To the Editor:

I recall, some eight or nine years ago, reading an article concerning that strange breed of animal, the promising young playwright. Albee was the article’s chief interest, I believe. However, the piece made mention of one Jack Richardson, whose properly severe picture lay couched between those of Gelber and Kopit. He was an ex-philosophy student turned playwright who was soon to have a play open on Broadway. I never did catch up with the short-lived Lorenzo but I did eventually read Gallows Humor and The Prodigal, two fine plays now seemingly lost to the ages. My interest was sparked and has never waned. I lost track of the man for a while till I viewed a pre-Broadway try-out of Xmas in Las Vegas. The play was all wrong and yet hinted at something that was so right. I waited for that something to arise but received only silence. Perhaps Mr. Richardson had had enough abuse and neglect. But then miraculously I had the pleasure of watching him pry his way into your magazine as a truly fine drama critic. At first he didn’t seem to “belong,” but now he fits and he is writing great things.

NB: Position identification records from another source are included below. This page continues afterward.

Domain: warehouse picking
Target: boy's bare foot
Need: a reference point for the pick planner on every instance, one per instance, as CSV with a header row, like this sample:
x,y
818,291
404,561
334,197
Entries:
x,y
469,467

In actuality, this letter was written to praise his most recent article, “Ibsen’s Nora and Ours” [July], an astute, witty, and finely-crafted piece of writing. I have never seen a letter in your pages commenting, either positively or negatively, upon this man’s superior work. I have written so that Mr. Richardson knows someone has listened and is still doing so. He is giving us well-honed, insightful essays, and we should all be thankful for them. Let us not ignore him by some intellectual brand of benign neglect but rather let us praise him for the fine things he has afforded us—or perhaps we shall lose him forever.